Target Raised Wages, Then Slashed Workers’ Hours & Doubled Their Workload

By Michael Sainato
The Guardian (2/27/20)

Adam Ryan, 31, has worked at Target in Christiansburg, Virginia, for three years. He works additional jobs whenever he’s able to, but is regularly scheduled only 20 hours per week at Target, despite having open availability.

“I have to live with my family because I can’t afford rent on my own. I don’t have health insurance. I’ve had a rotting tooth in my mouth for years that I haven’t been able to receive treatment. I’ve applied for Medicaid in Virginia and every time I’m told I make too much money, and Target has told me I don’t qualify for their benefits because I don’t get enough hours,” said Ryan, who is also an organizer with Target Workers Unite, an independent initiative of Target workers.

He makes $13 an hour, the hourly minimum wage at Target since June 2019, which is scheduled to increase to $15 an hour by the end of 2020.

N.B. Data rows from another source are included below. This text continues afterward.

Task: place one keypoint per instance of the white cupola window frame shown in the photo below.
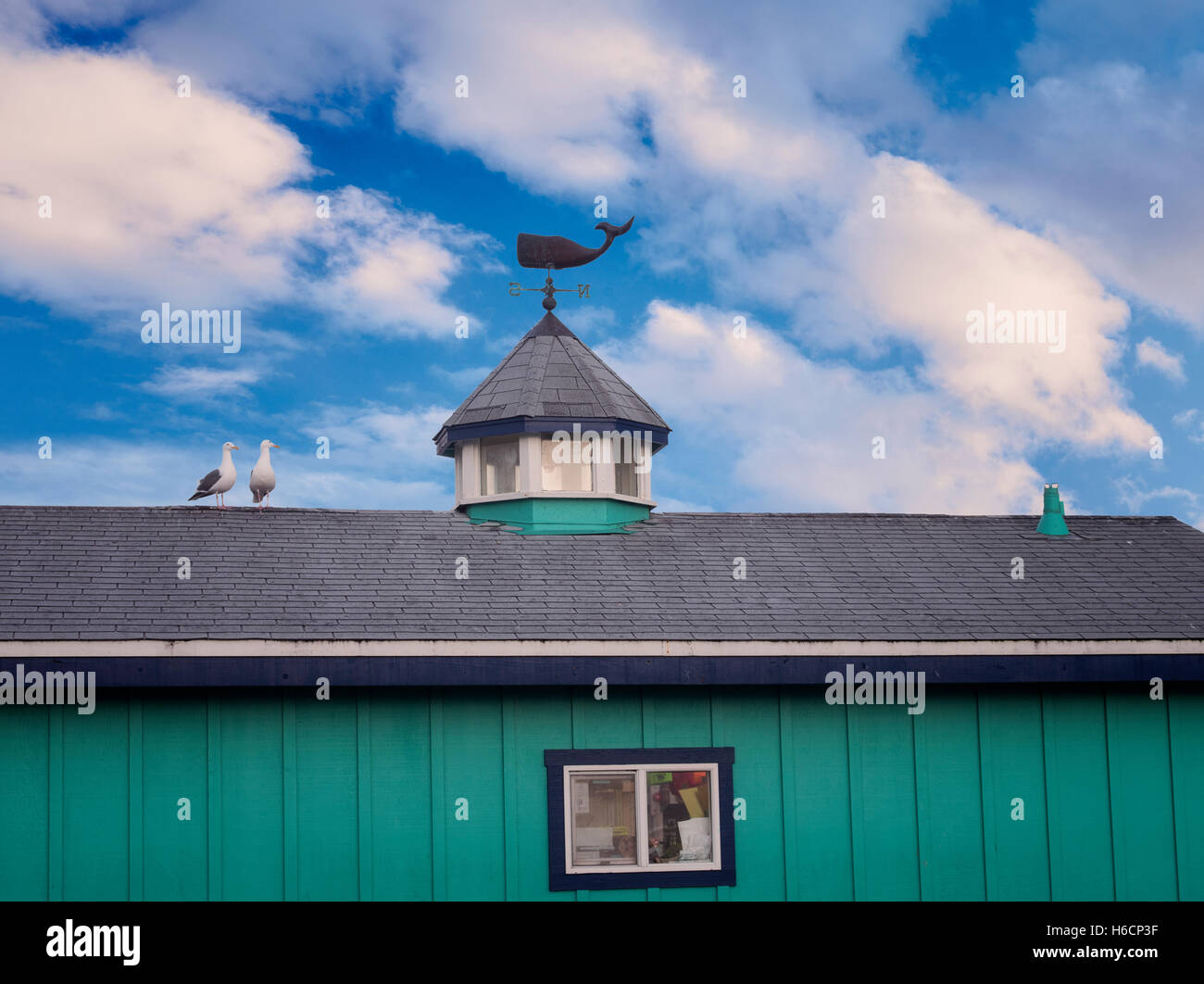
(469, 473)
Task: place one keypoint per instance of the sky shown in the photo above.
(827, 200)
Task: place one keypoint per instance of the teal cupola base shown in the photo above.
(558, 517)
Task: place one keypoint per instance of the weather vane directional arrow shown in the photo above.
(558, 253)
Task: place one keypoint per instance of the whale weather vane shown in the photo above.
(558, 253)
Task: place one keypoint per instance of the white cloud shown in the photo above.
(797, 435)
(1150, 352)
(157, 197)
(381, 458)
(201, 384)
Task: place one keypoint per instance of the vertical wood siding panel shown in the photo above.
(747, 720)
(364, 794)
(536, 719)
(1014, 767)
(674, 718)
(289, 765)
(96, 801)
(213, 775)
(438, 803)
(400, 725)
(472, 755)
(1143, 816)
(252, 798)
(135, 807)
(882, 796)
(949, 798)
(175, 852)
(326, 800)
(1076, 787)
(25, 830)
(815, 786)
(1185, 705)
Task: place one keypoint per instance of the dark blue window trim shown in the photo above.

But Ryan and several other Target workers have noted a drastic reduction in scheduled hours and significant increases in workloads as Target has increased their minimum wage and rolled out a “modernization plan” in 2019 to increase efficiency. They think that broader influences in the retail sector are responsible for their plight – notably, the actions of their hard-charging rival Amazon.

“My biweekly paycheck doesn’t even pay rent. Co-workers of mine are losing health insurance and other benefits. My higher-ups still expect us to get the same amount of work done in a fraction of the time.”

“They’re responding to what Amazon is doing,” Ryan added. “They are trying to turn these stores into their own distribution centers, using brick-and-mortar stores. We have to be warehouse workers and customer service workers.”

Target Workers Unite recently released a survey of more than 500 Target workers around the US, representing 382 different stores in 44 states. Only 12.7% of the workers who responded said they could survive on the wages from Target alone, with 56% of workers citing they have ran out of food while employed at Target, and 12.8% of workers reported experiencing homelessness.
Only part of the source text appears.